How March Madness Defied the Pandemic’s Sports TV Ratings Malaise
It’s no secret that live sports widely saw accelerated viewer declines amidst the COVID-19 pandemic last year. The NCAA’s March Madness tournament, canceled last year, is bucking the trend, with a majority of comparable games from the first four of this year’s tournament seeing greater viewership than in 2019. As a note, later tournament games are not comparable given they have tended to air on different networks (i.e., on TBS instead of CBS and vice versa), with the day of the week games have taken place also differing significantly (what were latter-stage weekday games in 2019 were weekend games in 2021).
VIP’s “Sports’ New TV Formula” report found that a growing number of fans are finding games with little at stake, such as regular-season games, to be “boring.” March Madness aside, NCAA Basketball correlates with this, as both the regular season and postseason play-in tournaments to qualify for 2021 were down versus 2019.
Other sports taking place in February and March are mainly seeing lower audiences in 2021 versus the last pre-pandemic year in 2019 (click here for the full data set used in our analysis). NASCAR’s premier NASCAR Cup competition on Fox pulled fewer viewers for each race in VIP’s analysis. The Xfinity Series on FS1 has generally been seeing increased viewership but trails the NASCAR Cup in total audience.
The NBA has seen the vast majority of its games in the period come in below 2019 levels, for an average difference of -27.4%. The NHL is continuing its run of below-average audiences, highlighted by the stark decline in the 2020 Stanley Cup Finals, with more games seeing less viewers this year than bigger audiences versus 2019. The NHL’s ratio of games with more/less audience is a lot tighter than the NBA’s, however, which has to be a worry for basketball bigwigs.
Golf’s bigger tournaments in the winter are also seeing a bounceback.
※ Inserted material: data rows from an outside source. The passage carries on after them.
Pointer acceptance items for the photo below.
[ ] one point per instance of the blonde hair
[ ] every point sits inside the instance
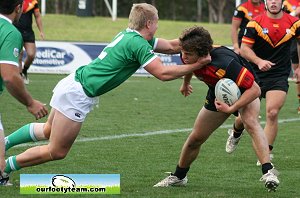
(139, 15)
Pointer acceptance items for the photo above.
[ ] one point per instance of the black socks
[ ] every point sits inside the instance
(181, 172)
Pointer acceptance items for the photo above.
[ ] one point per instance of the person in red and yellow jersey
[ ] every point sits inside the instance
(293, 8)
(266, 44)
(30, 8)
(242, 15)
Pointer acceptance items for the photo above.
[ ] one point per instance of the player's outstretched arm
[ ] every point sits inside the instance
(170, 72)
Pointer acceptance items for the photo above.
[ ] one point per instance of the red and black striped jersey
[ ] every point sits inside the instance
(271, 40)
(291, 5)
(226, 64)
(245, 12)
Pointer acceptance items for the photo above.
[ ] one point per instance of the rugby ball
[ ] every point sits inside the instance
(227, 91)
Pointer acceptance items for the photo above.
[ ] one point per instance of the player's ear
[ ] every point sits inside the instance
(19, 8)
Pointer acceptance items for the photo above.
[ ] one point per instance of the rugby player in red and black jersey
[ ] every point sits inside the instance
(293, 8)
(242, 15)
(30, 8)
(196, 42)
(266, 44)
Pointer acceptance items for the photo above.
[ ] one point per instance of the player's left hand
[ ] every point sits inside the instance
(223, 107)
(186, 89)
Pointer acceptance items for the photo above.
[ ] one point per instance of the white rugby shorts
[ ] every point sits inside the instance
(70, 99)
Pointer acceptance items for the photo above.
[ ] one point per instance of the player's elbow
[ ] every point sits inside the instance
(164, 77)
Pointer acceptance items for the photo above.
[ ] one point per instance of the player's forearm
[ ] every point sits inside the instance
(16, 88)
(248, 96)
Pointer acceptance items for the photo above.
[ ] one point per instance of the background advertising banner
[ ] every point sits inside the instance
(65, 57)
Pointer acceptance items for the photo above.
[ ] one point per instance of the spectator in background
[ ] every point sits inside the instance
(242, 15)
(75, 95)
(293, 8)
(10, 47)
(30, 7)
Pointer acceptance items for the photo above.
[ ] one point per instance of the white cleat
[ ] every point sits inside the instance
(271, 158)
(172, 180)
(232, 142)
(271, 180)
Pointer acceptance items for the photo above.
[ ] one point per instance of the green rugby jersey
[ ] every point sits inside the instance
(11, 43)
(116, 63)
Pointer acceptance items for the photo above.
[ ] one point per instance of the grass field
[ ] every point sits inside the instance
(138, 131)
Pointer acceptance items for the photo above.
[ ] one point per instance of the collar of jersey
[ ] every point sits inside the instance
(4, 17)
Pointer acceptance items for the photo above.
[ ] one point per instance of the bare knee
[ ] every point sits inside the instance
(195, 141)
(47, 130)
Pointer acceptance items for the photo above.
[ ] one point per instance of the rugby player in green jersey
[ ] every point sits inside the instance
(75, 96)
(10, 46)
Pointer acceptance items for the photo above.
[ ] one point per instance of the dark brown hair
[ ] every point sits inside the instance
(196, 39)
(8, 6)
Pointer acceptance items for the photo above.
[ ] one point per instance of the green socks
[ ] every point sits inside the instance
(11, 165)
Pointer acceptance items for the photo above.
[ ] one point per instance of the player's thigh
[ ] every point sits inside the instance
(207, 122)
(63, 132)
(275, 100)
(249, 114)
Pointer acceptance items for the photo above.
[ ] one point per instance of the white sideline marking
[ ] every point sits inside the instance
(142, 134)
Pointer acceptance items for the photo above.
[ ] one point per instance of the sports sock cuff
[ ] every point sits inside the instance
(237, 130)
(181, 172)
(31, 132)
(271, 147)
(11, 164)
(266, 167)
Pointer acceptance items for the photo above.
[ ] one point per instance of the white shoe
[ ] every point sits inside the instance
(171, 180)
(232, 142)
(25, 78)
(4, 179)
(271, 158)
(271, 179)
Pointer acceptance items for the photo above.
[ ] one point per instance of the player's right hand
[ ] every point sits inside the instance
(37, 109)
(265, 65)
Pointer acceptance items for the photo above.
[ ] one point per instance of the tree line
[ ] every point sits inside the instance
(212, 11)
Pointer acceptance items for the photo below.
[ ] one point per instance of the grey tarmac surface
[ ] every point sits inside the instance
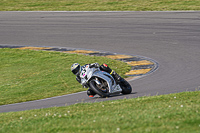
(170, 38)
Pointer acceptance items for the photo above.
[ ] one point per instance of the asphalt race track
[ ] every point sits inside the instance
(170, 38)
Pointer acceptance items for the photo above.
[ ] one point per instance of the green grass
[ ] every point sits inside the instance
(174, 113)
(30, 75)
(98, 5)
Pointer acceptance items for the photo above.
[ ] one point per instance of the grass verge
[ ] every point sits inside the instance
(177, 113)
(30, 75)
(99, 5)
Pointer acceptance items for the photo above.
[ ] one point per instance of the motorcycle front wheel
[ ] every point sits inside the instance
(97, 90)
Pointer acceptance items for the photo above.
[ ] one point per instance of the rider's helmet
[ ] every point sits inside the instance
(75, 68)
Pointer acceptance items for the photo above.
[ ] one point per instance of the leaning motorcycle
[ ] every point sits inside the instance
(102, 82)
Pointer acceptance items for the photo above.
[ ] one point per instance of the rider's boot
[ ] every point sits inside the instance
(116, 76)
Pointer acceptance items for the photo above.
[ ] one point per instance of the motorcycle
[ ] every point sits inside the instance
(102, 83)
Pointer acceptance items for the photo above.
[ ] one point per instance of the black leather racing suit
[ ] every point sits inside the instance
(103, 67)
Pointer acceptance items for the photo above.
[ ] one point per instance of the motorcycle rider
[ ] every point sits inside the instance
(76, 69)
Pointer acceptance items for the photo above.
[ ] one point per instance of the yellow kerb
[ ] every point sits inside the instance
(142, 62)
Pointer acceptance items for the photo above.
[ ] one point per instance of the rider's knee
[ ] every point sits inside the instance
(105, 67)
VIP employed a slightly different methodology in comparing golf tournaments, given several were a week or two out from their 2019 equivalent. What we found was that the larger tournaments taking place — Pebble Beach, the Arnold Palmer International, PGA Players Championship — have seen audience increases versus 2019 for the final days of the tournaments. More minor competitions — Honda Classic, WGC Mexico, Genesis Open — are down across the board.
The performance of March Madness and bigger golf tournaments suggests fans still value high-stakes events but are increasingly more content to watch highlights of games and events with less on the line.
To combat this, U.S. sports must follow the blueprint laid out by soccer. It is standard all across the globe for national and international single-elimination tournaments to take place during the regular league season. The U.S. is the only country that sees sports hold a regular season to crown the best team in the country and then immediately declare that accomplishment to be worthless in the quest to be the postseason ultimate champion, a point on which U.S. viewers have picked up.
In order to entice fan interest, leagues like the NHL, NBA and MLB need to reduce regular-season games and introduce midseason tournaments to play alongside the season. These tournaments can offer seeded slots in the postseason to give players and fans the impetus to compete and watch, with the added bonus of new rights packages for leagues to sell.
VIP anticipates one league to trial such a format by 2023, as regular-season declines become too great to ignore and media rights partners grow antsy. The issue, as ever with traditional media in the U.S. in the 21st century, will be leaving it too late to act. The NBA is already said to be considering such a change, hopefully it will be bold sooner than later given what fan behavior is pointing to.